Slumdog Millionaire

Film anglais de Danny Boyle

Avec Dev Patel, Anil Kapoor, Irrfan Khan, Madhur Mittal, Freida Pinto, Saurabh Shukla


Meilleur Film, Réalisateur, Scénariste, Musicien - Golden Globe 2009


Par Henri Lanoë
 
Sortie le 14-01-2009

Durée: 2h

 

Film Bidon(ville)

Le Golden Globe 2009 a tranché :

Meilleur réalisateur + Meilleur scénario + Meilleure musique = Meilleur film.

Il y a une logique évidente dans cette addition qui conduit à couronner Slumdog Millionaire mais ce choix en dit long sur les critères des Jurés américains qui, dans la foulée, récompensent également les téléfilms les plus populaires au cours de la même soirée de gala. Et comme Slumdog Millionaire repose totalement sur la version indienne de Qui veut gagner des millions, on fait coup double : l’entertainment règne en maître à tous les niveaux du commerce de l’image. Dans cette pluie de récompenses, je ne trouve méritée que celle qui distingue l’intéressante musique de A.R.Rahman aux sonorités suaves qui alternent avec un efficace dynamisme.

On ne peut nier le punch ininterrompu de la réalisation de Danny Boyle qui emmène ce récit avec efficacité et roublardise, grâce à un montage à l’esbroufe qui aurait dû également figurer au palmarès. Mais je suis essentiellement troublé par l’aspect suranné de ce scénario qui semble avoir été rédigé sous les dictées mêlées de Victor Hugo, Eugène Sue, Charles Dickens, la Comtesse de Ségur, Hector Malot  et… Jean-Pierre Foucault. Tout cela ne nous rajeunit pas. J’imagine que ces « parrainages » multiples se trouvaient déjà dans le roman de Vikas Swarup dont est tiré le film, on ne peut donc incriminer seulement le scénariste. Il ne s’agit pas ici de contester le talent populaire de ces grands auteurs du passé et, d’ailleurs, les producteurs ne s’y trompent pas : dès qu’ils n’ont plus de projet pour faire tourner la boutique, ils refont une nouvelle version (en scope, THX, relief, etc.) des Misérables ou de Oliver Twist, recette qui donne généralement d’assez bons résultats. Il n’y a, donc, aucune raison de douter du succès prévisible de Slumdog Millionaire.

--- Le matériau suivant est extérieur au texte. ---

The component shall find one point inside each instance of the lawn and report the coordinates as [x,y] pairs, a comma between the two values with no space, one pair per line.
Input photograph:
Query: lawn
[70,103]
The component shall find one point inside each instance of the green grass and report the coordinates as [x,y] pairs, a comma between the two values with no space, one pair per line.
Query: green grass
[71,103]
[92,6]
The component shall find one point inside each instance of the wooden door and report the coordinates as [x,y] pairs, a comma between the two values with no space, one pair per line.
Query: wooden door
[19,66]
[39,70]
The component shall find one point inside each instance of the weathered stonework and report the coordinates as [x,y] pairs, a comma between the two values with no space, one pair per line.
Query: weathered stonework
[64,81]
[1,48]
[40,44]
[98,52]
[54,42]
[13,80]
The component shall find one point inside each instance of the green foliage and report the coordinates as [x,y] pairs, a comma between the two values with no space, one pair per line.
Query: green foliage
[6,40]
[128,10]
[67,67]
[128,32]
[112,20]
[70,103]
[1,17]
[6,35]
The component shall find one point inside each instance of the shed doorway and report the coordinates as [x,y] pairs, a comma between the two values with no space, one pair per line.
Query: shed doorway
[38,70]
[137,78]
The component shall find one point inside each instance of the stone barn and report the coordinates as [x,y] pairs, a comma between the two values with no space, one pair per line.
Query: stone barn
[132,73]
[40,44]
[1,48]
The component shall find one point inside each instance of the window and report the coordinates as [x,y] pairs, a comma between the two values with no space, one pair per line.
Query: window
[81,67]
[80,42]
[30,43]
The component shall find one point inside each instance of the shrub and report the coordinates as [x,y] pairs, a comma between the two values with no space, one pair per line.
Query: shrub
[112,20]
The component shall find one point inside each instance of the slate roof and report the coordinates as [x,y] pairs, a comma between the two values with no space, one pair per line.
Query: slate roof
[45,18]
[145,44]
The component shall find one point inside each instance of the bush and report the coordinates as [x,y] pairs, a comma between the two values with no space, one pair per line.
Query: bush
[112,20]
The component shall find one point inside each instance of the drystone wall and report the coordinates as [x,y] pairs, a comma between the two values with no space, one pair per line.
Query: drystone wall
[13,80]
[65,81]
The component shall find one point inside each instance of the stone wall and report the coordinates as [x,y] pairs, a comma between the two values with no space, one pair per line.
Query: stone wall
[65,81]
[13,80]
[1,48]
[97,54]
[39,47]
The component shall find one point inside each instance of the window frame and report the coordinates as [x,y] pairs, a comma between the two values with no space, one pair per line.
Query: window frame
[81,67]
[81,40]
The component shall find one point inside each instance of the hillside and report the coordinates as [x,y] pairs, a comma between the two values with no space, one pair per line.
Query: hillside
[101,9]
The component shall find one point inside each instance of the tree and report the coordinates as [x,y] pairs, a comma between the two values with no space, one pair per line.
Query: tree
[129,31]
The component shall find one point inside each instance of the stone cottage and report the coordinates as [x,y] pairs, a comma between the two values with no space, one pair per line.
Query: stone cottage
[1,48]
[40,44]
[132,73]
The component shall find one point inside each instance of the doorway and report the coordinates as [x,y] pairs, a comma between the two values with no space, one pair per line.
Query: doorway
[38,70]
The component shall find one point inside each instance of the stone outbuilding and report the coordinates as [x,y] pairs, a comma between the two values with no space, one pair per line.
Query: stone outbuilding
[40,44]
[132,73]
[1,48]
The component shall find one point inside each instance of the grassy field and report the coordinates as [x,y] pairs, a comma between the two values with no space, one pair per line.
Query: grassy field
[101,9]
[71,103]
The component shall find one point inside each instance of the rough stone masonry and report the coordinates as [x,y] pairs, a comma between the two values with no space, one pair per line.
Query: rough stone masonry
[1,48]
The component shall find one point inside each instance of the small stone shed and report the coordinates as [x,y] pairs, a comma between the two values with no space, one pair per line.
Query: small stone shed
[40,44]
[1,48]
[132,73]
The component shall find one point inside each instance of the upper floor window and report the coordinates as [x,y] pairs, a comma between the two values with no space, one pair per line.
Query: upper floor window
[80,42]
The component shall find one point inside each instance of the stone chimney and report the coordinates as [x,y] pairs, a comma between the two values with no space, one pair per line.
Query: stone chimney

La grande originalité ( ?) de l’histoire est de faire alterner les questions du jeu télévisé avec les flashes-back des souvenirs d’enfance du candidat qui contiennent, à chaque fois, la réponse exacte. Cet inexplicable miracle se prolonge interminablement jusqu’à l’avant-dernière question. Evidemment soupçonné de tricherie, le malheureux candidat est alors embarqué par la police qui le torture carrément : noyade dans un seau d’eau, électrodes, tout y passe. Mais les tortionnaires ne tirent aucun aveu du candidat évanoui. Quand il reprend conscience, au lieu d’ameuter Amnesty International, il commence à raconter sa misérable vie de mendiant au commissaire. Emu, puis convaincu, celui-ci ira en personne le ramener sur le plateau pour la question finale que tout un peuple rassemblé devant les téléviseurs attend. On finit en plein Boylliwood

Si vous préférez la pudeur, la rigueur et le véritable suspense, je vous conseille plutôt d’aller frémir à l’admirable Frozen River (**) de Courtney Hunt qui, elle, n’a copié personne pour écrire cette histoire glaçante.